Embeddings & Hybrid Search
Embedding Model
OpenKoi uses text-embedding-3-small from OpenAI by default, producing vectors with 1536 dimensions. The embedding model is configured separately from the chat model:
[models]
embedder = "openai/text-embedding-3-small"Vector Storage
Embeddings are stored in a sqlite-vec virtual table, which provides approximate nearest-neighbor search directly within SQLite:
CREATE VIRTUAL TABLE memory_vec USING vec0(
id TEXT PRIMARY KEY,
embedding float[1536]
);Hybrid Search
Recall uses a hybrid search strategy combining vector similarity (semantic) with FTS5 (keyword):
- Vector search via
memory_vec: Finds semantically similar content even when exact keywords differ. Used for finding similar tasks, relevant learnings, and related memory chunks. - FTS5 search via
memory_fts: Catches exact keyword matches that embedding similarity might miss (e.g., specific function names, error codes, file paths).

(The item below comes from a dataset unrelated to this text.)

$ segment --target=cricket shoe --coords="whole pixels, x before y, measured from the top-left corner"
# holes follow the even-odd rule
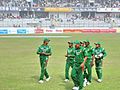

Results from both searches are merged, deduplicated, and ranked by a combined score. This hybrid approach provides better recall than either method alone.
How Learnings Feed Back
| Learning Type | Where Used | Effect |
|---|---|---|
Heuristic | Recalled into system prompt (Priority 3) | "Do X" guidance for the executor |
AntiPattern | Recalled into system prompt (Priority 1) | "Don't do X" -- highest priority recall |
Preference | Recalled into system prompt (Priority 3) | "Prefer X over Y" guidance |
| Skill effectiveness | Skill selector scoring | Higher-scoring skills ranked first |
| Reinforced learnings | Confidence stays high, survives decay | Long-lived knowledge |
| Unreinforced learnings | Confidence decays over time | Eventually pruned from memory |
The learning system creates a feedback loop: task outcomes produce learnings, learnings influence future tasks, and successful influence reinforces the learning. Over time, this produces an agent that avoids known pitfalls and gravitates toward strategies that work for your specific usage patterns.